One point that seems to have escaped Johnstone and Campbell is that before you can have phonetic spelling you must have uniform pronunciation. It has not escaped you I'm sure that they have Scottish names; so I would like to ask them whether the capital city of Southland should be spelt "Invecargil," which is how most of up here say it, or should be simplified for the Johnstone and Campbell clans as "Inverrrcarrrgil."

Take that common Glaswegian phrase "Up your nose with a rubber hose." Should that be rendered phonetically as: "Oop yerrr nus wi a ruba hus"?

Johnstone says in his letter to me: "I have a website, with Onest English on it. (Shouldn't that be Onest Inglish?) This is a formula by which Standard English can be converted to phonetic spelling, staying within our alphabet.

"I am promoting it currently by posting out adverts. Not that I have money enough to afford to do much. My interest is in consistency rather then simplicity (which is a bi-product). (If there is 1/4 to learn, it should be four times faster.)"

Most people seem to think that the mind has a finite volume like a pot and that learning what they consider useless things means less room for more valuable information. I'm not sure that's true.

Maybe the more you learn when you're young the more you can absorb later. Think of the Japanese, Koreans and ethnic Chinese. They have no phonetic guide at all towards the correct way to write. They simply have to learn, as children, hundreds of symbols by rote.

Perhaps it's this early cramming that makes so many of them such retentive learners later in life.

The first roughly phonetic alphabet, the father and mother of our present one, developed in the Middle East around four millenniums ago with just 22 consonants. I'd imagine there would be a lot of hawking, spitting and hissing going on without vowels which, by the way, were introduced by the Greeks about three millenniums ago.

English writing is based on a phonetic alphabet but the sounds and the spelling have parted company over the years, and many attempts have been made to remarry them.

George Bernard Shaw, whose shadow loomed over the intellectual life of Britain in the first half of the 20th century, wrote his plays in Pitman's shorthand for transcription by a secretary. After his death in 1950, his will provided for a competition for a new alphabet.

A bloke with the highly satisfactory name of Kingsley Read won it and his work has since disappeared from public view.

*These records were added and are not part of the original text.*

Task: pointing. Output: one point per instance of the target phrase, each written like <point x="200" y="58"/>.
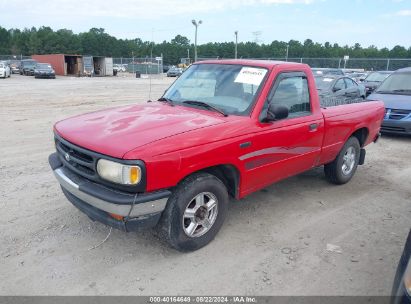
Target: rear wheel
<point x="343" y="168"/>
<point x="195" y="212"/>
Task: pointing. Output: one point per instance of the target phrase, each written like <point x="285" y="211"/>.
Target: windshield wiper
<point x="402" y="90"/>
<point x="205" y="105"/>
<point x="167" y="100"/>
<point x="393" y="91"/>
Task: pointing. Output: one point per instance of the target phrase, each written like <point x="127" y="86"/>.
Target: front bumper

So I think we can say this kind of writing revolution is a non-starter.

But I love the thought of Johnstone, holed up in Wyndham for the winter, and Campbell there in Christchurch, and maybe dozens of others around the country, beavering away on a programme to change the writing of the English-speaking world and make their bad spelling respectable.

Perhaps we could convert some of the screaming pro and anti-abortionists, and scathing pro and anti-market economists, and other clamouring public campaigners to this much more interesting, civilised, fruitful and harmless cause.